I dati sono letteralmente allarmanti: l’anno scorso la superficie naturale è stata coperta da 2 metri quadrati di cemento al secondo, ben 52 km di terreno vegetale sono stati impermeabilizzati. Aspetto ancora più grave è che quasi un quarto (il 24,61%) del nuovo consumo di suolo netto tra il 2016 e il 2017 è avvenuto all’interno di aree soggette a vincoli paesaggistici. Di questo, il 64% è dovuto alla presenza di cantieri e ad altre aree in terra battuta destinate, in gran parte, alla realizzazione di nuove infrastrutture e fabbricati. I nuovi edifici rappresentano il 13,2% del territorio vincolato perso nell’ultimo anno.

Il consumo del suolo è legato anche al fenomeno del dissesto idrogeologico. Il 6% delle trasformazioni del 2017 si trova in aree a rischio frana, che costituiscono il 12% del totale del suolo artificiale nazionale. Il 15%, invece, coinvolgerebbe i territori a pericolosità idraulica media. La densità maggiore di consumo rispetto alla media nazionale, invece, si troverebbe nelle aree costiere: 2,33 contro 1,73 metri quadrati per ettaro. A livello provinciale, al centro e nel Nord Italia si concentrano le province con l’incremento più alto nel 2017.

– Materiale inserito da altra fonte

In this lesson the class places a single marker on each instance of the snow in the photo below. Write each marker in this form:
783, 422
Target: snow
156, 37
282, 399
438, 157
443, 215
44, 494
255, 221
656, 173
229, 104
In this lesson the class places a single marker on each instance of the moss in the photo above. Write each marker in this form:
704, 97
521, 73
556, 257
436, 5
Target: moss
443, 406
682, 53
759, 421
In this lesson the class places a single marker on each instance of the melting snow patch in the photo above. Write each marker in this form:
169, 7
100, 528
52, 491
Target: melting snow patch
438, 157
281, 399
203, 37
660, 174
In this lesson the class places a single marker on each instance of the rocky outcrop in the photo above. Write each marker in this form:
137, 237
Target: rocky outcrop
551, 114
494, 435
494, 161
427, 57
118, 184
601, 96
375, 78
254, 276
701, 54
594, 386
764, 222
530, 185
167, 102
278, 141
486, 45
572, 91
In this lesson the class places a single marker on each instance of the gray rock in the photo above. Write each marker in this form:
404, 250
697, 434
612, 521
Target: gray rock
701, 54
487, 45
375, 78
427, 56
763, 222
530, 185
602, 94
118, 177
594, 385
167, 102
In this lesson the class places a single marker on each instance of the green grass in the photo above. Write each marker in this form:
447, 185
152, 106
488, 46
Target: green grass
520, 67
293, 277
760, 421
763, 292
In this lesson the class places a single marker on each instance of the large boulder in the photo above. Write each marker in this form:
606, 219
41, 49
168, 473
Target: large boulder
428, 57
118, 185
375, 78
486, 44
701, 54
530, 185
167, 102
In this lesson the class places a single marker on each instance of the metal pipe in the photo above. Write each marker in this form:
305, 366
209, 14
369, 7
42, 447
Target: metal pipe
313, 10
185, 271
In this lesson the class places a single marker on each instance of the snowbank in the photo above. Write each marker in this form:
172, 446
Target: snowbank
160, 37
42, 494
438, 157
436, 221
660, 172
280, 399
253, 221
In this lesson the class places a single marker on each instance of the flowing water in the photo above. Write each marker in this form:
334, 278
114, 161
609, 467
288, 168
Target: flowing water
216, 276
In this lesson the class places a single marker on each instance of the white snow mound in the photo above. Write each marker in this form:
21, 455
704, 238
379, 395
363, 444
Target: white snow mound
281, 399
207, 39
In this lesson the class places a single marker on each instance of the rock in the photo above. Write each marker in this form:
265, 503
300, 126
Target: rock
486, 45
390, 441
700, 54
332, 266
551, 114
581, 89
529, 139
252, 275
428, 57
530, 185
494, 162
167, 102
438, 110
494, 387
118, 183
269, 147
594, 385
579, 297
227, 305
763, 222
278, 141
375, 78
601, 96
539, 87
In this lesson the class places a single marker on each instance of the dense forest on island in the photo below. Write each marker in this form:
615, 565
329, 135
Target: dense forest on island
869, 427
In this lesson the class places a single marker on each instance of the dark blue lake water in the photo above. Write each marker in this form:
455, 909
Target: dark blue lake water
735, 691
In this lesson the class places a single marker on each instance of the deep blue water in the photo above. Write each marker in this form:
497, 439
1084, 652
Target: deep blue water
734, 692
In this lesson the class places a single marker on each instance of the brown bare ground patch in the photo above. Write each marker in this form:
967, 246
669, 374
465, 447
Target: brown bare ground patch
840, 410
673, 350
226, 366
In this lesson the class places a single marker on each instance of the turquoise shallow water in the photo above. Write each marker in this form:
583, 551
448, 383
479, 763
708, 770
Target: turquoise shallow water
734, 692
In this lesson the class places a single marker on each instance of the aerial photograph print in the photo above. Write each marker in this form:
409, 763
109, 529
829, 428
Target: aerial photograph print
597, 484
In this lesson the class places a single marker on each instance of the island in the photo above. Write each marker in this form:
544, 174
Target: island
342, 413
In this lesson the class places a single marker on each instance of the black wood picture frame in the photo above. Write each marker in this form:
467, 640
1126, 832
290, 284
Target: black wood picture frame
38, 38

Durante l’incontro è intervenuto anche il nostro Ministro dell’ambiente Sergio Costa che ha ribadito il suo impegno a seguire tale tema e in stretta collaborazione con il Parlamento, e che la legge su consumo di suolo è priorità assoluta.

Personalmente oltre a seguire il tema dell’acqua, da tempo sto seguendo con molta attenzione anche la questione del consumo di suolo e del dissesto idrogeologico, infatti appena eletta, ho depositato una proposta di legge per la prevenzione e il contrasto del dissesto idrogeologico e una proposta di legge in collaborazione con il Forum nazionale Salviamo il Paesaggio che mira all’arresto del consumo di suolo.